Big Rob looked out the window, deciding how he was going to live with the regrets that were already taking shape in his head. Christ. “What else do you know?”
Davis turned to a pair of notes he’d made after contemplating the things Justin said in the car. “As a child he might have been fascinated with fire, or connected to the disappearance of animals or pets. He’ll be extremely intelligent. Probably much smarter than you or me.”
“Great,” Biggie said. “A psycho, in other words. And a genius. What is he, like a mad scientist or something?” He chuckled.
Davis opened his briefcase and pulled out the sketch. “Finally, he looks like this. Or he did until recently.”
Big Rob pulled the paper across his desk, touching it only at the edges. “I know this picture. Philly had it when he died.” He looked into Davis Moore’s eyes for signs of truthfulness.
“My wife found it on my computer and sent it to him, thinking it might be related to” – he wasn’t sure how to put this – “her case. It’s been refined a little since then.”
Big Rob held it up in front of his face, blocking the sight line to his client. “Philly died over this face.” He forced an impassive expression onto his eyes and lips and set the sketch down, fixing his gaze again on Davis.
Biggie told Davis his fee. “And you’ll pay my expenses in the meantime?”

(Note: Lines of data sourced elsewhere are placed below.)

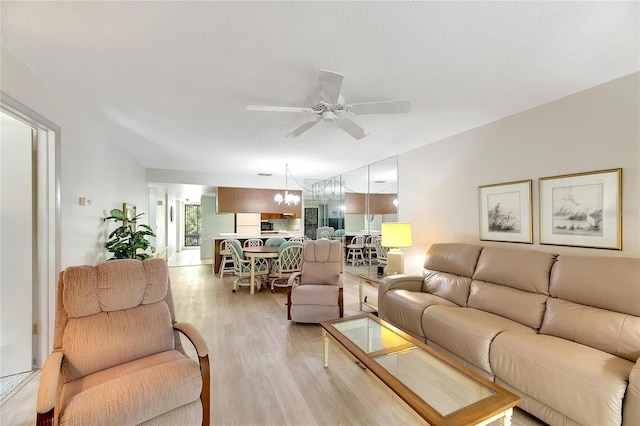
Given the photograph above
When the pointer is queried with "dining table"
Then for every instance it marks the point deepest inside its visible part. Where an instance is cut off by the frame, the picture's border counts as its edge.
(259, 252)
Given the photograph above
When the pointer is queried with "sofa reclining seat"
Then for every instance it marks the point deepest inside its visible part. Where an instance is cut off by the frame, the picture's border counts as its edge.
(315, 293)
(560, 331)
(117, 355)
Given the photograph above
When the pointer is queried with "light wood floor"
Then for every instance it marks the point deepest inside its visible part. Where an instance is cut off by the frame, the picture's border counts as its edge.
(266, 370)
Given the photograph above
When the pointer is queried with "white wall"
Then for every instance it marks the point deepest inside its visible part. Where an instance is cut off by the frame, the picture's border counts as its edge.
(596, 129)
(212, 225)
(93, 165)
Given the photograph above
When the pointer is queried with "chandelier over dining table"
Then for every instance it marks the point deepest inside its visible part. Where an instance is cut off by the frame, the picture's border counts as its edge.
(288, 199)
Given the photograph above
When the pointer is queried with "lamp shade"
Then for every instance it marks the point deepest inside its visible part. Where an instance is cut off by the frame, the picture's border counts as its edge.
(396, 234)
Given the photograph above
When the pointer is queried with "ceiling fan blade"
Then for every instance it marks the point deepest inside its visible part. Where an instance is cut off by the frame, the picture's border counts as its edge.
(330, 86)
(384, 107)
(300, 130)
(352, 128)
(278, 109)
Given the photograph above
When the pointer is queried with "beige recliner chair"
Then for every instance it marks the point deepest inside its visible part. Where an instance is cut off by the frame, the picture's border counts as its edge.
(315, 293)
(117, 356)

“I will.” Davis unfolded cash from his pocket. Biggie sighed and accepted the money without counting it.
– 65 -
The sheets on Justin’s bed hadn’t been changed in a week and a half, and Martha felt terrible about that. She had been showing four houses a day, many of them for the same client, a young woman (just married to an older doctor) who had convinced her husband they needed a suburban house with a yard and a playroom and a big kitchen more than they needed a downtown apartment with a view of the lake. “If he thinks I’m going to raise kids in the city just so he can be close to his Gold Coast mistresses, he’s nuts,” she told Martha. The woman confessed she knew about her husband’s Gold Coast mistresses because until recently she had been one of them.